= KingsRow =

Computer program that plays checkers

KingsRow is a strong checkers and draughts engine. It was released by Ed Gilbert in 2000.

The checkers engine can be used with the CheckerBoard GUI. It is only available as a DLL on Windows since CheckerBoard is a windows-only program. The engine is available as freeware.

The engine uses neural networks, opening books, and endgame databases.

==History==
In the only Computer Checkers World Championship, KingsRow took second place behind Nemesis.

KingsRow was stronger than Cake++ in the early years. Cake++ finally caught up with KingsRow and gradually became stronger.
It competed a 624-game match against Cake++ on Thanksgiving 2004; Cake++ won 3 to 1, with 620 games ending in a draw. As of 2023, KingsRow is better than Cake.
On July 17, 2005, Ed Gilbert completed building a 10-piece endgame database for use with KingsRow. It had a size of 214 GB, but in July 2016 it was reduced to 102 GB using better compression techniques.
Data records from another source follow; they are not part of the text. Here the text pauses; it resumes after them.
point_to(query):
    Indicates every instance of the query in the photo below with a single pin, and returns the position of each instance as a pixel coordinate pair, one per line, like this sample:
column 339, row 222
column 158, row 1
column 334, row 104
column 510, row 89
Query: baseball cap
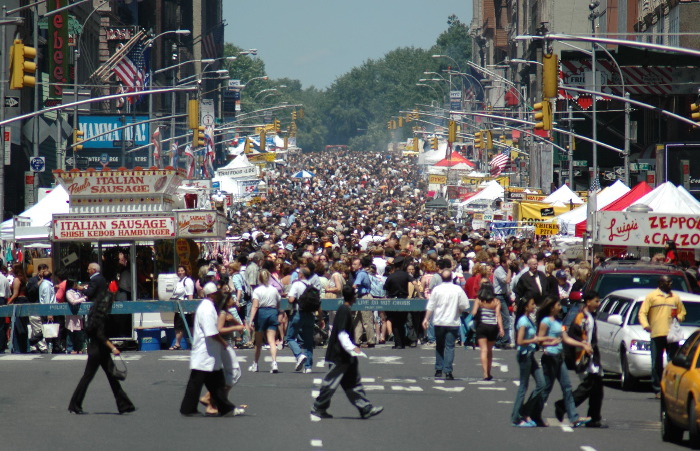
column 209, row 288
KingsRow supports WLD (win/loss/draw), DTW (depth to win), and MTC (depth to conversion) endgame databases.

A version for Italian checkers with a nine-piece endgame tablebase is available, too.

== 10x10 version ==
A 10x10 version of KingsRow was started in 2007. In 2009, an eight-piece endgame tablebase was finished. KingsRow won the Unofficial World Championship of Computer Programs in International Draughts 2023. As of 2023, it is considered one of the best 10x10 draughts programs together with Damage, Scan, and Ares.